As it inevitably does, the technology continued to evolve, and a video-caller’s image could be digitally replaced, with the press of a button, with the moving and life-like image of “an incredibly fit and attractive and well-turned-out human being, someone who actually resembled you the caller only in such limited respects as like race and limb number, the photo’s face focused attentively in the direction of the videophonic camera from amid the sumptuous but not ostentatious appointments of the sort of room that best reflected the image of yourself you wanted to transmit, etc.”

The narrator relates that masks and expensive digital-tableaus were ultimately abandoned in favor of a “return to good old telephoning [which was] not only dictated by common consumer sense but actually after a while culturally approved as a kind of chic integrity, not Ludditism but a kind of retrograde transcendence of sci-fi-ish high tech for its own sake.”
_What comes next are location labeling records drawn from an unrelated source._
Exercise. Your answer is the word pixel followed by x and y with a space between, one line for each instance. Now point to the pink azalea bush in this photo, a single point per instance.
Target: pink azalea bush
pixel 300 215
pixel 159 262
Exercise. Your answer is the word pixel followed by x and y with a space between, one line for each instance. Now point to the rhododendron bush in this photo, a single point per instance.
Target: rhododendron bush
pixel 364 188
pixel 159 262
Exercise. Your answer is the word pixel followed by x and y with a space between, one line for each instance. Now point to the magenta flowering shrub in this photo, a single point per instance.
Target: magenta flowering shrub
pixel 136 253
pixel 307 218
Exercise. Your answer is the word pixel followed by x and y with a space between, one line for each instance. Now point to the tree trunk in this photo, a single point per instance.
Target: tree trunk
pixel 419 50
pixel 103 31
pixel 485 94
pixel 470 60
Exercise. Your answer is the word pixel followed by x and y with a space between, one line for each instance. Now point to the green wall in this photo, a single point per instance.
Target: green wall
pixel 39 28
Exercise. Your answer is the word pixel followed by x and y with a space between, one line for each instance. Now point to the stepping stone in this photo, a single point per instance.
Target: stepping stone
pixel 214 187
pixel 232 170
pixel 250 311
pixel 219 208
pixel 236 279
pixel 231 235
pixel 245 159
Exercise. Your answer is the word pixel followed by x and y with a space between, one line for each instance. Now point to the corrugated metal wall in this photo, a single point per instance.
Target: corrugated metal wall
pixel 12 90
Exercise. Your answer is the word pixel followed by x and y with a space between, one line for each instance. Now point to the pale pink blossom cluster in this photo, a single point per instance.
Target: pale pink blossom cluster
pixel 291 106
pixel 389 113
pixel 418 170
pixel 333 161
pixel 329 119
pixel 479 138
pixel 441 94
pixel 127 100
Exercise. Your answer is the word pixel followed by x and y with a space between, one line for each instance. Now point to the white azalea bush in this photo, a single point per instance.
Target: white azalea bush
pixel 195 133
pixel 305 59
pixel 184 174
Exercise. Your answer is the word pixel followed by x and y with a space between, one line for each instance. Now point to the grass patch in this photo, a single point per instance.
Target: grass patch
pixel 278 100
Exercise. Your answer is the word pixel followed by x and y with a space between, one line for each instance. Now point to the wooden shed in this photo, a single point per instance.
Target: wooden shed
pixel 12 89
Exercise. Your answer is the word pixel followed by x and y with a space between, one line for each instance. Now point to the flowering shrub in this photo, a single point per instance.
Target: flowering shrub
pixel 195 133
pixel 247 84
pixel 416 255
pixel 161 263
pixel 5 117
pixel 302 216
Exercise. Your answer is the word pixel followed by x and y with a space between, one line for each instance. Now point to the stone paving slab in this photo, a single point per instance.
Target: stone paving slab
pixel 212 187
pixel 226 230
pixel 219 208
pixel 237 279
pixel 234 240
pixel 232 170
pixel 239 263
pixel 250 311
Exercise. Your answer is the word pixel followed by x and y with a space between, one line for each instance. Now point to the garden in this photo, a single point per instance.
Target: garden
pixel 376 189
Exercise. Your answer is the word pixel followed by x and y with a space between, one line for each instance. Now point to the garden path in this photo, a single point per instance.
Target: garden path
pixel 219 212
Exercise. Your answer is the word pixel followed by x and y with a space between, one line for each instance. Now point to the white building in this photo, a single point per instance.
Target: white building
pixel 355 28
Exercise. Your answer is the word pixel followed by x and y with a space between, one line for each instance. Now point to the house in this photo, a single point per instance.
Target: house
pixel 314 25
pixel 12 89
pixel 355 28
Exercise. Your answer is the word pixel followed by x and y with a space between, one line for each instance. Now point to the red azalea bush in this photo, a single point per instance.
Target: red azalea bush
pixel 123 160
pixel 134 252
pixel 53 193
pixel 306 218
The armchair literary critic may lazily conclude that Wallace overestimated both the technologist’s creativity and the consumer’s better angels, but in my view this misses the prophecy as situated in the novel overall.

And the prophecy is, to return to Hal and Don Gately and scuba-diving: What is it then between us?

Closer yet I approach you

In an off-page scene, alluded to but not dramatized, Hal and Gately unite (unclear how, as they don’t know one another in the novel proper), and dig up the remains of Hal’s father Jim Incandenza. They’re hoping to recover an original copy of the samizdat produced by Jim, a film called Infinite Jest, which is purportedly so compelling that no viewer can look away. Infinite Jest was maybe itself a gift Jim created for his son Hal, a boy with whom he never sufficiently connected.

The book nods to this scene, wherein Gately and Hal hold aloft Hal’s father’s skull, which either did or did not contain Infinite Jest, and briefly actually recognized one another, illuminated in the rain by a lightning strike over the shared question: What was this crazy son of a gun up to?